When people of my generation think of Captain Marvel, they think of disabled newsboy Billy Batson who, when he expected danger, would utter the word “Shazam” (an acronym of Solomon, Hercules, Atlas, Zeus, Achilles and Mercury), and a lightning bolt would strike and transform him into superhero Captain Marvel. Created in 1939 by Fawcett and first published in 1940 as an answer to “Superman,” Captain Marvel actually outsold Superman in the ‘40s.
But due to a copyright infringement lawsuit from DC Comics, Fawcett ceased publication of Captain Marvel in 1953. But in 1972 DC licensed the character from Fawcett and it has been in and out of publication with various iterations. Carol Danvers became Ms. Marvel sometime in the last century and she became a Captain in 2012.

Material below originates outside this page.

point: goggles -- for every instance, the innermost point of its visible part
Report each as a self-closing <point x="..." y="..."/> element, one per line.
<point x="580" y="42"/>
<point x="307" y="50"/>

Now Marvel, a division of Disney, has made this film and it bears no resemblance to the Captain Marvel of Billy Batson, and more’s the pity. Directed by the man/woman team of Anna Boden and Ryan Fleck, who also wrote the script with Geneva Robertson-Dvoret, Captain Marvel/Carol Danvers is a beautiful woman (Brie Larson). Here we find her in some other part of the Galaxy with some kind of amnesia and controlled by a man, Yon-Rogg (Jude Law). Consistent with other superhero fantasies today she comes (back) to earth and fights with other creatures from the Galaxy here on earth (sound familiar?), linking up with earthling Nick Fury (Samuel L. Jackson who looks like he had stem cell treatments to make him look 30 years younger than the septuagenarian he really is; well, it is set in 1995, but, really?).

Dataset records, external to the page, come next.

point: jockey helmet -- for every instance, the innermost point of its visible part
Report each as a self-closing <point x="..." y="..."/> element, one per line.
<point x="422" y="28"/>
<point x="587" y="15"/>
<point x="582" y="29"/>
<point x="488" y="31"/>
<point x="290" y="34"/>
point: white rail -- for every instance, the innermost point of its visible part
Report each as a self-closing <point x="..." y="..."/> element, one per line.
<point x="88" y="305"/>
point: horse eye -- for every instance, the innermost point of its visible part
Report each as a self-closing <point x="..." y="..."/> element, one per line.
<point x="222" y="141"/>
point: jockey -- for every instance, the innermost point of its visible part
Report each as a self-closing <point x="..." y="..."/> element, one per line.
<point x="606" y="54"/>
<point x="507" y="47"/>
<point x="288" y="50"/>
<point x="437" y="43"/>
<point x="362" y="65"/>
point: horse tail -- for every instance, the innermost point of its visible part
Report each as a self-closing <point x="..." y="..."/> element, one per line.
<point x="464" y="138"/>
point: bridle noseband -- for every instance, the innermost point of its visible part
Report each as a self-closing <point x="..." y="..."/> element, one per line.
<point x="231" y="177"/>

This thing is hardly distinguishable from the other superhero films, except that the superhero is a woman and I guess that makes all the difference. It’s full of CGI and idiotic fights and funny looking aliens fighting other funny looking aliens. Because we all know that Captain Marvel won’t lose any of them, there’s absolutely no tension, and there never is in any of these films. It’s just two hours of the exact same stuff we see in every superhero film extant, except that in this one it’s a beautiful woman who is beating the bejesus out of a phalanx of creatures.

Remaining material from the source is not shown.